Cette espiègle gamine de 8 ans, à force de travailler les redoutables essercizi que lui concocte son maître, devient une remarquable claveciniste. Ils ne se quitteront plus. Dans les premiers temps cependant, le délicat Napolitain dut être quelque peu effaré par Lisbonne, ses courses de taureaux, ses autodafés, ses esclaves (15% de la population), ses mendiants, ses chiens errants, ses fous et ses poètes : il voyagea beaucoup. Rome, avec retour par Paris, de 1723 à 1725, puis Naples deux ans plus tard, pour épouser une Catalina de 16 ans qui lui donnera cinq enfants. Maria Barbara, 16 ans elle aussi, épouse la même année, en 1729, le futur roi d’Espagne, qui devra attendre sept ans que le trône se libère.

La future reine, elle, n’attend pas pour instituer ses rendez-vous musicaux avec Scarlatti (puis Farinelli à partir de 1737), ni ce dernier pour composer ses sonates dont il publiera un premier volume en 1738, quand Jean V le fera chevalier de l’ordre de Santiago. Scarlatti est le seul musicien royal à disposer, en plus d’un appartement dans les divers palais royaux, d’un hôtel particulier à Madrid “avec jardin et dépendances”, et à rouler carrosse. Quant à ses enfants (il en aura quatre autres de sa seconde femme Anastasia), ils seront particulièrement favorisés par le roi.

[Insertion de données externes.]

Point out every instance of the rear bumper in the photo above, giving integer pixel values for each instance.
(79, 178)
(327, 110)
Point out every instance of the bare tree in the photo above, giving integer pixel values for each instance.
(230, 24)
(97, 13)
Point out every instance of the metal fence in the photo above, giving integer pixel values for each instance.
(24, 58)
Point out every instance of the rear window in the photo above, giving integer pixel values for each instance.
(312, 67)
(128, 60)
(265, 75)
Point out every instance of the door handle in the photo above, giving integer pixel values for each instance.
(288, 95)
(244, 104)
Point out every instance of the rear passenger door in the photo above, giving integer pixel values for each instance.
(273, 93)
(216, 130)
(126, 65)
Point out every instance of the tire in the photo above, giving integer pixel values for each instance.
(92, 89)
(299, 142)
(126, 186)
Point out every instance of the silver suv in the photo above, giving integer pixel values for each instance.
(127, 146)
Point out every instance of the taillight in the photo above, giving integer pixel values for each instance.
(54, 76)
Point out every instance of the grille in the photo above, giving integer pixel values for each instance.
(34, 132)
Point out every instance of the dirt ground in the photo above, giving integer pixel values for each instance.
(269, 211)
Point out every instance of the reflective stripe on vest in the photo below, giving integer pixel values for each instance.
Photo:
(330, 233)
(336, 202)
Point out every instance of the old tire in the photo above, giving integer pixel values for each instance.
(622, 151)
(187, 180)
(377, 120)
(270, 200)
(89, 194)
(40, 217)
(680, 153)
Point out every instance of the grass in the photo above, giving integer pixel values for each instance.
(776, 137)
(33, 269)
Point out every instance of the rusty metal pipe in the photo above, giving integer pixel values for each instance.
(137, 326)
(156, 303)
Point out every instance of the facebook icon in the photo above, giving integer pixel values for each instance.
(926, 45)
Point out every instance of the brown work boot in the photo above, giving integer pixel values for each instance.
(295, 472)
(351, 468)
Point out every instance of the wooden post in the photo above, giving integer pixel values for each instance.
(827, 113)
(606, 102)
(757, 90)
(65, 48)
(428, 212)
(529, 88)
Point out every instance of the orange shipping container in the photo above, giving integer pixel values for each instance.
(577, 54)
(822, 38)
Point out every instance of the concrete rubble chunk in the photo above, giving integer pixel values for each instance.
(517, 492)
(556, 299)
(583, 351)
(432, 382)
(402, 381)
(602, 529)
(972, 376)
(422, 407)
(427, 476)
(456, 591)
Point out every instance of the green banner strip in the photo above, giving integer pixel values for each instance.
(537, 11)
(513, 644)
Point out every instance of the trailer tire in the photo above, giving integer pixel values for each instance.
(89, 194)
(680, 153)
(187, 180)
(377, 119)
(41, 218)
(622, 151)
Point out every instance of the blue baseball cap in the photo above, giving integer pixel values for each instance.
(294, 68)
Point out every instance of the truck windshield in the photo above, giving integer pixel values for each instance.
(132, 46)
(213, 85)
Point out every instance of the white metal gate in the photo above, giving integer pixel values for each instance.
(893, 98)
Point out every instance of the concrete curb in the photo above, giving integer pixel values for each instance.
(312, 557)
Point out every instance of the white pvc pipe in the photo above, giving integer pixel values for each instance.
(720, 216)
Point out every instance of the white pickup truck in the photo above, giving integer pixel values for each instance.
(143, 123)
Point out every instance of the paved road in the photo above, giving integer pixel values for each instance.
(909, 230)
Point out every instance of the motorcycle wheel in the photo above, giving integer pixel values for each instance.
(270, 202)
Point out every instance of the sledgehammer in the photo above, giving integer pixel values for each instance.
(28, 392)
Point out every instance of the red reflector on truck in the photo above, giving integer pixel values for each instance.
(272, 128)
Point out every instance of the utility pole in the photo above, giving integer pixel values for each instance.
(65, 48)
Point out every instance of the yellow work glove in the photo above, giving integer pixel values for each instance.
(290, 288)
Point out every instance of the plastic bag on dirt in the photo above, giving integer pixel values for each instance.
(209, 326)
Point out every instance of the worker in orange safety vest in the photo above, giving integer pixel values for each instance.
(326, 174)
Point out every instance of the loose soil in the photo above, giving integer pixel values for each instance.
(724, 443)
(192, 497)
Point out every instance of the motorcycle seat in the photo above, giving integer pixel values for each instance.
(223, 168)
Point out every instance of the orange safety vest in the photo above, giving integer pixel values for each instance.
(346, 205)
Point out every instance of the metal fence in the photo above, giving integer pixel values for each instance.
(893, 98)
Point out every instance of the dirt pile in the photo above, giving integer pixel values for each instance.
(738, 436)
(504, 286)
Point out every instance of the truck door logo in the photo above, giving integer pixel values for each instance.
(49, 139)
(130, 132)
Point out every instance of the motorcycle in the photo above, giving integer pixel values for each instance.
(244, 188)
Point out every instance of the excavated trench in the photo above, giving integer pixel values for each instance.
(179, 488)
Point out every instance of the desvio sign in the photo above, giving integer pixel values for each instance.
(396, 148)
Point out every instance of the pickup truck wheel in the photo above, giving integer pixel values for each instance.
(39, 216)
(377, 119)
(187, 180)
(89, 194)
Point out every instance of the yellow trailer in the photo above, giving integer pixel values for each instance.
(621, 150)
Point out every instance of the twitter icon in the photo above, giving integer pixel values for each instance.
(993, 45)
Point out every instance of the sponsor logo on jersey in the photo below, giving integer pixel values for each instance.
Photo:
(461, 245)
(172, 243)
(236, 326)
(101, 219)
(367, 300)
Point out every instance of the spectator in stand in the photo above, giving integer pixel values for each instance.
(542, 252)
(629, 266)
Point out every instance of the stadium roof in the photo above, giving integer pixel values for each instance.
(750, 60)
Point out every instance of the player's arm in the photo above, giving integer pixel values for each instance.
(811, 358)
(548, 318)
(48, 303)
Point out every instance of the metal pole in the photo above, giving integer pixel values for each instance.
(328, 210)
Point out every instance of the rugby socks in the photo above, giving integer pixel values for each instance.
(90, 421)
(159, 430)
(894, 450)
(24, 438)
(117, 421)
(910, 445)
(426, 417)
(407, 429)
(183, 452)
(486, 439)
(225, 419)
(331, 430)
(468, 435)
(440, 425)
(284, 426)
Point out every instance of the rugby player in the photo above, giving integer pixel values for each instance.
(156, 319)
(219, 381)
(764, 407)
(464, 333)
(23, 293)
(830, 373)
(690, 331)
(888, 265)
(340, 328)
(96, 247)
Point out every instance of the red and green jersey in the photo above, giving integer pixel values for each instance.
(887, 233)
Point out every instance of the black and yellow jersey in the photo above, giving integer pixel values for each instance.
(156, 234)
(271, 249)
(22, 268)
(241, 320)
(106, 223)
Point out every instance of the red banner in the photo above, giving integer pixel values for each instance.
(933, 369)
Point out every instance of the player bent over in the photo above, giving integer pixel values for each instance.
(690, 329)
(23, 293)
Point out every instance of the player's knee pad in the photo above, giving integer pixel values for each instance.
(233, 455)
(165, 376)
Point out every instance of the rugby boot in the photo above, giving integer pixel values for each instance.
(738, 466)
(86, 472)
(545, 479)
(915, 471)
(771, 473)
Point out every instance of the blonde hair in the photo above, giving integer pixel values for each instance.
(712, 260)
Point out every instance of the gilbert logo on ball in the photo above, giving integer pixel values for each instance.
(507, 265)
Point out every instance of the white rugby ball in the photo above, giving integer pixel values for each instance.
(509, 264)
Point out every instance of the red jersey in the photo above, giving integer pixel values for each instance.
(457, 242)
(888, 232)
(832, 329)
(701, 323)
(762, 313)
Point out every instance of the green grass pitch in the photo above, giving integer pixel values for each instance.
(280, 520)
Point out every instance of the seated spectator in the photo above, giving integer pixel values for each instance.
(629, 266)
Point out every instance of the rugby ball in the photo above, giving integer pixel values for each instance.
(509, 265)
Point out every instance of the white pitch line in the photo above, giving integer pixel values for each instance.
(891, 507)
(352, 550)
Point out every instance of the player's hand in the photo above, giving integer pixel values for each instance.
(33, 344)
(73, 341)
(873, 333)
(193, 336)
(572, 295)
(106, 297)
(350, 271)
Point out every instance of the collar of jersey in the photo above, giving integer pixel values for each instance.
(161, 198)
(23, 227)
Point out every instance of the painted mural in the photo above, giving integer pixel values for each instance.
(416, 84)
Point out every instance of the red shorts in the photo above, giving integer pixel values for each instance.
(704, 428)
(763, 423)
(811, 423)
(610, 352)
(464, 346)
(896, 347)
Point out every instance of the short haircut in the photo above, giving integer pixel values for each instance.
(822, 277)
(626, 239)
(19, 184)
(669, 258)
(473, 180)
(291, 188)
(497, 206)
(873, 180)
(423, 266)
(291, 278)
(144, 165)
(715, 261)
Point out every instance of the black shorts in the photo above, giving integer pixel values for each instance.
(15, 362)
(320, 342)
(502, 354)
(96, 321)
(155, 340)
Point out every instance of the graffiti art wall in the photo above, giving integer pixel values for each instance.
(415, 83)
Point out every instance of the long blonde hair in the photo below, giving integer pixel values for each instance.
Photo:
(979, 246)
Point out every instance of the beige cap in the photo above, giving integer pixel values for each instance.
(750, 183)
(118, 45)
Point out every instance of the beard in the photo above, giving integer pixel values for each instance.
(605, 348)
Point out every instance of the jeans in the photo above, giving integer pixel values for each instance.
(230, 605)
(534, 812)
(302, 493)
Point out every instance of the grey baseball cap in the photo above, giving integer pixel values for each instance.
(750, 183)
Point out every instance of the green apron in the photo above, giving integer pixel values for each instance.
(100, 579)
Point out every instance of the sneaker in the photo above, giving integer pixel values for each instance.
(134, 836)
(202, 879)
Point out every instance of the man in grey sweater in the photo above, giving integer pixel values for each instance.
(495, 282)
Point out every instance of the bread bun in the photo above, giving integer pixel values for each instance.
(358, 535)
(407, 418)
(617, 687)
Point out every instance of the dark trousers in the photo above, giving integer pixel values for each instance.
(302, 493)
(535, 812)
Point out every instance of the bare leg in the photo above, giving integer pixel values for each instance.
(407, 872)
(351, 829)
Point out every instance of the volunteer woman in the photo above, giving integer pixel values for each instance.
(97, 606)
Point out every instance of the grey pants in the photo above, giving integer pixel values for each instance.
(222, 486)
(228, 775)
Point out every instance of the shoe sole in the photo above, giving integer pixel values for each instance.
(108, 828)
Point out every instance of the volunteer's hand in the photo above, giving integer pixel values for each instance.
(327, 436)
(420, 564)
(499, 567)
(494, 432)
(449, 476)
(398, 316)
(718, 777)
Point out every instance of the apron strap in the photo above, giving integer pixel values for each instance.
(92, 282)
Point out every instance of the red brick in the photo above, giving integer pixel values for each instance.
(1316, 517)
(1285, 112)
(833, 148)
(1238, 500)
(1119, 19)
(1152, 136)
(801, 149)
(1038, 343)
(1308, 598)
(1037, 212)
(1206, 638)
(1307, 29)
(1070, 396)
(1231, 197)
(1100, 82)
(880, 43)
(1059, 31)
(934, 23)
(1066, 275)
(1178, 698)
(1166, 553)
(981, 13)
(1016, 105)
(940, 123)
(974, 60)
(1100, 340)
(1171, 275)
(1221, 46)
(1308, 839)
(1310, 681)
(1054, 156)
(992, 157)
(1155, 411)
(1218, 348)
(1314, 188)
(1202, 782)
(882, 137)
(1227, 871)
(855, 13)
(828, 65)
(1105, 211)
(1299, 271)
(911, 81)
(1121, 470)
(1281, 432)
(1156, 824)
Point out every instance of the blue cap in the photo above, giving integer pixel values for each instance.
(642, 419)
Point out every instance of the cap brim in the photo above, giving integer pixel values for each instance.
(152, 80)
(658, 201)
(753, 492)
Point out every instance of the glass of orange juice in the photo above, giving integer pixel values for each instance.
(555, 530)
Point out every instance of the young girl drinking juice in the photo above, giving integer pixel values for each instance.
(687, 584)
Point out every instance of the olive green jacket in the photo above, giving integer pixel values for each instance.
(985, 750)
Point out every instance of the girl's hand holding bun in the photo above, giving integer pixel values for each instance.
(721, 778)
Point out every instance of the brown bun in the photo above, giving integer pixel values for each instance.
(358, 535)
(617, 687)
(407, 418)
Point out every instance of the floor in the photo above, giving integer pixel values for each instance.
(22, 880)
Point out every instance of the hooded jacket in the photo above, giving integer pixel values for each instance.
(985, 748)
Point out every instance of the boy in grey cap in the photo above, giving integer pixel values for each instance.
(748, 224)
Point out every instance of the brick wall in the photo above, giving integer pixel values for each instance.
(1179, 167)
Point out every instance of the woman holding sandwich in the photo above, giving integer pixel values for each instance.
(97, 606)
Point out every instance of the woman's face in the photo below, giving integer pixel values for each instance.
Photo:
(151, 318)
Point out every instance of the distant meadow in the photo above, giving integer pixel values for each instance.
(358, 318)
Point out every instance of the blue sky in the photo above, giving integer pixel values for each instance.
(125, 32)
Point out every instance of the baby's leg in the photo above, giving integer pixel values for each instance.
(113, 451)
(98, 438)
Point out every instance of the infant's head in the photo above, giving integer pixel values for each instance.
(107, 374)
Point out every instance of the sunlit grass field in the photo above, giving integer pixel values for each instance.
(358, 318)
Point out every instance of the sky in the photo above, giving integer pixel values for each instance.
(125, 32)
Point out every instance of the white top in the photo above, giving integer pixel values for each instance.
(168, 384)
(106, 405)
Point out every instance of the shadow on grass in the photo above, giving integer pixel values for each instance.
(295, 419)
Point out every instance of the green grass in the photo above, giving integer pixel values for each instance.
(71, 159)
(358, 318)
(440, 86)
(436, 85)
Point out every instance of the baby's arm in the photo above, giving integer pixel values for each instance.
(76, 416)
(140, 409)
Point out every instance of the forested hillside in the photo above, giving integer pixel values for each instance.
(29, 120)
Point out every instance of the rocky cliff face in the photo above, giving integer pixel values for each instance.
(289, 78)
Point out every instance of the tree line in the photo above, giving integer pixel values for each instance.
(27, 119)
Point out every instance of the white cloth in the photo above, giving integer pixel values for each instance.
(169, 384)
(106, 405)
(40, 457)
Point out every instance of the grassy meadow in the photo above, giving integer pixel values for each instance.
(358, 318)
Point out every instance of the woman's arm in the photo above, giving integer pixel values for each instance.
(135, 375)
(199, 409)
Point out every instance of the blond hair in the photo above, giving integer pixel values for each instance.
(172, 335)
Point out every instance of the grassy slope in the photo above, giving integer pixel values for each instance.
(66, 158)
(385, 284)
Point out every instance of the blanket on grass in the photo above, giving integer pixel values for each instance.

Pourtant, Scarlatti est le plus discret des musiciens royaux. Alors que les visiteurs à la cour de Madrid mentionnent tous le brillant Farinelli, aucun ne signale notre crépusculaire claveciniste, dont les apparitions en public sont rarissimes. Hormis dans sa prime jeunesse, il n’a pratiquement jamais donné de récital. La seule mention d’un concert (privé) se trouve dans les colonnes du Mercure ; lors de son passage à Paris en août 1725, on y lit qu’il a joué chez Pierre Crozat, rue de Richelieu (le salon de musique de Crozat est visible chez Nicolas Lancret), et qu’il a été fort apprécié par les clavecinistes présentes, “mesdemoiselles Guyot, Certin, Beuçon, et madame Penon”. Accessoirement, le Mercure mentionne qu’en août 1725, il plut beaucoup, que la famine menaça et que le prix du pain grimpa en flèche…

Le frère de ce Crozat, Antoine, ayant reçu de Louis XIV le privilège de la Louisiane, c’est-à-dire du très juteux commerce des produits de l’Amérique du Nord, peaux de castor du Canada, tabac et sucre des Antilles, Scarlatti joua à Paris, comme à Lisbonne et à Madrid, sous des plafonds rococo dégoulinants de l’or des Amériques. Pour autant, après son concert et juste avant de quitter Paris, il emprunta à l’ambassadeur du Portugal 2500 cruzados, très certainement pour payer ses dettes de jeu. Paris était à l’époque un gigantesque tripot, et Scarlatti ne dut pas y jouer que du clavecin.

 

La sonate de la semaine

Pour évoquer cette période des débuts portugais de Scarlatti (les années 1720 et 1730), il faut une sonate ancienne, qui n’ait pas encore la structure de la sonate classique. La 32 est toute indiquée : elle est mélodique — non constituée de motifs contrastés — et célèbre pour sa simplicité : comment peut-on faire autant d’effet avec aussi peu de notes ? Voici la réponse de la pianiste napolitaine Maria Tipo :

À ne pas rater : le pianiste Martan Porat retrouvant des variations de la 32 chez Bartok, Boulez, Liszt et Scriabine, entre autres (Mirare 2013).